Thursday, August 20, 2009

Additive Views vs. Subtractive Views

Common Problem: When I place an electrical fixture or other family category it pops up automatically in other views I would rather not see it in.

Reason: In the default Revit tempate almost every category is unnecessarily turned on in all views so the same family shows up everywhere.

Solution: Create Additive Views instead of Subtractive Views for family categories that are only used in one or two views. By that I mean, start with most family categories turned off in your new view's visibility/graphics and gradually add the categories that you want to see.

Extra Tip: If you want future new views to be additive by default, create a view template. Then, when you apply the template to a view, check the option that reads "Apply automatically to new views of the same type."

Wednesday, August 19, 2009

The Project That Almost Could

I feel a duty to report our failures as well as well as our successes over the course of our Revit implementation.

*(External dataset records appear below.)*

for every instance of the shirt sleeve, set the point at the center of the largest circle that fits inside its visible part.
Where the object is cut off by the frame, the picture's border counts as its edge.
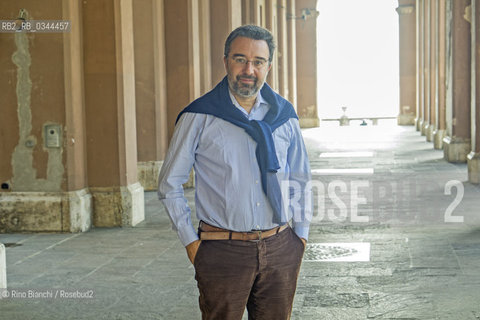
(175, 172)
(300, 176)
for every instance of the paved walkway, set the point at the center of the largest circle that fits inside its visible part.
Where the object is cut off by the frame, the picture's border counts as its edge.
(413, 259)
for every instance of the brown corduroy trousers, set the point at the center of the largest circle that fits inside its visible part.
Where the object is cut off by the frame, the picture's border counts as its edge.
(259, 275)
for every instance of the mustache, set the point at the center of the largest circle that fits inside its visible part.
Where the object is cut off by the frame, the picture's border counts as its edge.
(246, 77)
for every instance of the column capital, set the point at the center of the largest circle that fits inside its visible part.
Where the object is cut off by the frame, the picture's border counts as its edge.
(405, 9)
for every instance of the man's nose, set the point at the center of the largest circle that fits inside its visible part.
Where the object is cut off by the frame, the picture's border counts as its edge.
(249, 69)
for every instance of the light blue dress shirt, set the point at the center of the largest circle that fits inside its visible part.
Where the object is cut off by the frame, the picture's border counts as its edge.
(228, 187)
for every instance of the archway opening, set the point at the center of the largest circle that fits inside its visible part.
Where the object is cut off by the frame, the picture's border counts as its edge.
(358, 59)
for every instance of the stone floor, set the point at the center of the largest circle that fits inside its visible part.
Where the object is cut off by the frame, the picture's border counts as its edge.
(392, 193)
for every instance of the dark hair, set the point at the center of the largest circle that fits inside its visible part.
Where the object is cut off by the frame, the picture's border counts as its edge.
(253, 32)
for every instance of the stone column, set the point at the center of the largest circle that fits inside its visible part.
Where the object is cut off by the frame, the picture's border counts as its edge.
(474, 155)
(407, 21)
(433, 72)
(441, 79)
(426, 67)
(282, 51)
(150, 99)
(458, 144)
(225, 17)
(306, 40)
(292, 54)
(271, 15)
(3, 267)
(420, 53)
(110, 113)
(43, 175)
(205, 47)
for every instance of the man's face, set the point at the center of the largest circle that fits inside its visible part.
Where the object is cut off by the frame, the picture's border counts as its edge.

We currently have 4 Revit projects under construction, but not all of our projects made it through the CD phase. We have one model that was started in Revit before we knew any of the challenges of Revit.

The project is an existing 30,000 square foot custom residence built in the 1920's. The task was to demolish a 1980's addition, restoring the building to it's original design, and then adding our own additions.

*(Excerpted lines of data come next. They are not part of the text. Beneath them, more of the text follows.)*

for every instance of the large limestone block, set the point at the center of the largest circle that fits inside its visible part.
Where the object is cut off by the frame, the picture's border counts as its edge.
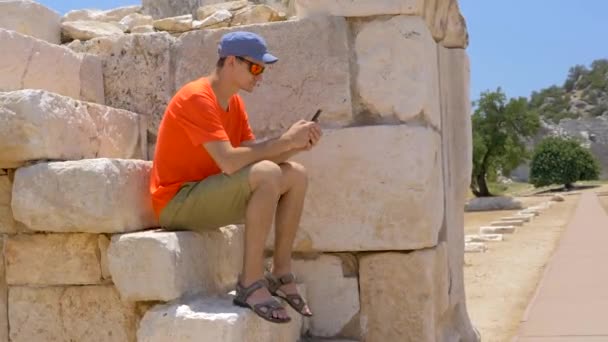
(30, 18)
(454, 75)
(332, 296)
(310, 73)
(112, 15)
(27, 66)
(159, 265)
(213, 320)
(136, 72)
(85, 30)
(78, 313)
(398, 77)
(359, 8)
(3, 296)
(372, 188)
(40, 125)
(403, 295)
(52, 259)
(91, 196)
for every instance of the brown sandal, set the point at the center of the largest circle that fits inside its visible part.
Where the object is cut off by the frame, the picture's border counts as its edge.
(264, 309)
(295, 300)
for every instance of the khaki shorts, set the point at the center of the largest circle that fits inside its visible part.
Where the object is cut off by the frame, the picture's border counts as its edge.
(214, 202)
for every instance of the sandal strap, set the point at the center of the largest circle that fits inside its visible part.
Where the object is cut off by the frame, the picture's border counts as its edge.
(243, 293)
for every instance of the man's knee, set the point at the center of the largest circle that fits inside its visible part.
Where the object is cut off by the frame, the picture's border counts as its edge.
(265, 173)
(294, 175)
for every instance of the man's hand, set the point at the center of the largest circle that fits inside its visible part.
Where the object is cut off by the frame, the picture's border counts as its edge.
(299, 134)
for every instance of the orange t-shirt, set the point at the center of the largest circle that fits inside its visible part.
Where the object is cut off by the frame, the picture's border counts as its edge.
(193, 117)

This project isn't as organic as Gaudi, but it did have a lot of organic characteristics. To add to the complexity, the as-built drawings we had on file were not accurate to the true construction of the existing structure because the original architect had improvised the design during construction.
Here are some of the characteristics of this project that made it quite difficult to model:
  • undulating cavity walls that would often not clean up in Revit
  • uniquely chamfered surrounds at windows and doors around every corner
  • 3 phases with a lot of partial wall, roof, floor, and ceiling demos
  • hand crafted and highly detailed vaulted ceiling designs
30,000 square feet of this added up to a project that was taking too long to model in Revit. The model is not clean enough to develop construction documents.

Tuesday, August 18, 2009


Brandon Pike has started a new blog called BIMtionary. His posts include tiers of BIM Implementation and a Revit Implementation Checklist. I look forward to his future posts.